Parsing Google Calendar - Recurring Events

Dealing with normal events in a Google Calendar feed is not too tough. Looping through each event and pulling the basic chunks of information (title, description, times) is easy once you hook up the correct namespacing to the nodes. Once you get into recurring events, though, things get more difficult. Even Google seems to take the easy way out here and just throw all the repeating rules in iCal format, a solid blob of text in one of the XML elements. They leave it up to the developer to plod through the iCal, pull out the rules, and explode out each instance of the event.

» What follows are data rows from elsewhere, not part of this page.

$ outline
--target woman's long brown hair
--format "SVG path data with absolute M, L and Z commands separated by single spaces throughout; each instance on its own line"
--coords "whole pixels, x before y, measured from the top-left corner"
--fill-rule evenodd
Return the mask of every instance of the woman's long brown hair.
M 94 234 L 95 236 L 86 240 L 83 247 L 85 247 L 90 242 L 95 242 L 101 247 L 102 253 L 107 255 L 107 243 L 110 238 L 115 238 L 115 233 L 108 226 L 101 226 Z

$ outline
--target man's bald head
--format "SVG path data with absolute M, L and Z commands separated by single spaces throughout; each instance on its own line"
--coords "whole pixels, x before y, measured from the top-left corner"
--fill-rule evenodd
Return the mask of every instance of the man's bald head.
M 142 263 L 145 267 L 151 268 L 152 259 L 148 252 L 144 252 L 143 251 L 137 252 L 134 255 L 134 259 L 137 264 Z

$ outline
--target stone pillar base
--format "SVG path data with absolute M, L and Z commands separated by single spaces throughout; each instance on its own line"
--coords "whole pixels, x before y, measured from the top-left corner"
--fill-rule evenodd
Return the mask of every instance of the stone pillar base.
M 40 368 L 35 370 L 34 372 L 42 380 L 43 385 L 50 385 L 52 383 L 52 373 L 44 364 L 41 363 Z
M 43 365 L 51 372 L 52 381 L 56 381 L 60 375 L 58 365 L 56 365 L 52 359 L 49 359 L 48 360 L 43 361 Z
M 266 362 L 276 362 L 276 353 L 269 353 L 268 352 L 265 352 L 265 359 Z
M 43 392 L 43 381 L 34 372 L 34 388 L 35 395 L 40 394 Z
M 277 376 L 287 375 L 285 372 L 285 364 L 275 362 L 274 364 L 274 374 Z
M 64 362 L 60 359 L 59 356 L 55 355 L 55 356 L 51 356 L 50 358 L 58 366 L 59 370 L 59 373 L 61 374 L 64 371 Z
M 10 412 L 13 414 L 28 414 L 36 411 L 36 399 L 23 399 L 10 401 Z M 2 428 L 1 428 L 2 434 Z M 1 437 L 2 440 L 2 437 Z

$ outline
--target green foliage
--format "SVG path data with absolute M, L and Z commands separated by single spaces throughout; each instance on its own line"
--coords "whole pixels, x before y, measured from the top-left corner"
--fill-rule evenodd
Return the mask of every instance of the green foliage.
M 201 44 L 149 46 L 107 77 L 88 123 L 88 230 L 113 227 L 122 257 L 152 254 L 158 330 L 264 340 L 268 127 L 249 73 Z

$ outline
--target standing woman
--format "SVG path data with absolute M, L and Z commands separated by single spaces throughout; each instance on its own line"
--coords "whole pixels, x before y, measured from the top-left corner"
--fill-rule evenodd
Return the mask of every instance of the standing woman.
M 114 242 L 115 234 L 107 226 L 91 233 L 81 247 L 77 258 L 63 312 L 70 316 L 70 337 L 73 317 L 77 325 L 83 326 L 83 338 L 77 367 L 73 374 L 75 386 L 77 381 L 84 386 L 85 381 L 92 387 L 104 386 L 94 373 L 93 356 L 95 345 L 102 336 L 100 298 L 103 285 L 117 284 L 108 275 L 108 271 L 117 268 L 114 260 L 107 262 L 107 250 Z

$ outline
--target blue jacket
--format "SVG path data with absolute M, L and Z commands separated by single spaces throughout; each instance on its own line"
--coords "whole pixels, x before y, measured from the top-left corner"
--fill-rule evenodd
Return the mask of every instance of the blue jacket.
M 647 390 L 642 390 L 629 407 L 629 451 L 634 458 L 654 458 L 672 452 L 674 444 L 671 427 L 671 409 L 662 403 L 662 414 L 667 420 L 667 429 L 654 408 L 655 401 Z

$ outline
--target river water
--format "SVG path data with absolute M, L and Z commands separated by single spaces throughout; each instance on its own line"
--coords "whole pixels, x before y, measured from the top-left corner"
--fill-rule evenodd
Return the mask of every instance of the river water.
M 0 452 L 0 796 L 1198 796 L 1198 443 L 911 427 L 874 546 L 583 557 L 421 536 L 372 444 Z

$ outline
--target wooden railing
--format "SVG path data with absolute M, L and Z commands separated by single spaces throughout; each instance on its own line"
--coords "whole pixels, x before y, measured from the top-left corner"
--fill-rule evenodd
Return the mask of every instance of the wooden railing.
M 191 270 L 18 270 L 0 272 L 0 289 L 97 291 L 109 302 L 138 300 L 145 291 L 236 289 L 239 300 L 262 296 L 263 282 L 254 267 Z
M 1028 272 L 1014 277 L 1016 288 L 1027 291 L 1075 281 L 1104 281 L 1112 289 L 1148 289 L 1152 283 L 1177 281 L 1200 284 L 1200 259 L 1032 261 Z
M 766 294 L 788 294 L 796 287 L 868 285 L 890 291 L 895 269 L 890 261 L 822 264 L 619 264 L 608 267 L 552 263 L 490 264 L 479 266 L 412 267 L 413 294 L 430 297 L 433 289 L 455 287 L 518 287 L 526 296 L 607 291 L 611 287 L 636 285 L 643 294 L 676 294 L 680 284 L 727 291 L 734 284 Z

So, first off, you need to pull out the data. Working off the groundwork in my earlier post, some modifications will need to be made to the loop through each entry. There is no start_time or end_time nodes for recurring events, so we should also account for that missing piece of data.

  1. $events = array();

  2. foreach($feed_xml->entry as $event)

  3. {

  4. $gd_nodes = $event->children('http://schemas.google.com/g/2005'); // found in attribute of feed node

  5. $gcal_nodes = $event->children('http://schemas.google.com/gCal/2005'); // found in attribute of feed node

  6. $id = (string) $gcal_nodes->uid->attributes()->value;

  7. $title = (string) $event->title;

  8. $description = (string) $event->content;

  9. $location = (string) $gd_nodes->where->attributes()->valueString;

  10. /* modified code */

  11. if(isset($gd_nodes->recurrence))

  12. {

  13. $ical = (string) $gd_nodes->recurrence;

  14. $ical = explode("\n", $ical);

  15. $ical = array_slice($ical, 0, 3);

  16. $start_time = explode(':', $ical[0]);

  17. $start_time = array_pop($start_time);

  18. $end_time = explode(':', $ical[1]);

  19. $end_time = array_pop($end_time);

  20. $repeating_rule = $ical[2];

  21. }

  22. else

  23. {

  24. $start_time = (string) $gd_nodes->when->attributes()->startTime;

  25. $end_time = (string) $gd_nodes->when->attributes()->endTime;

  26. }

  27. /* end modified piece */

  28. }

There are some annoying pieces here. iCal can be kind of messy, delimited with line breaks, colons, semicolons, and equal signs in different places, though every Google Calendar example has seemed fairly standard. You will need the first three rows: one for start_time, one for end_time, and one for the repeating rule. Also, since iCal defines timezones differently than the nodes in the feed, timezones will not match up. You may need to grab the timezone from the first two rows to make sure all your dates are lined up. Below is an example of what we're dealing with in the gd:recurrence node.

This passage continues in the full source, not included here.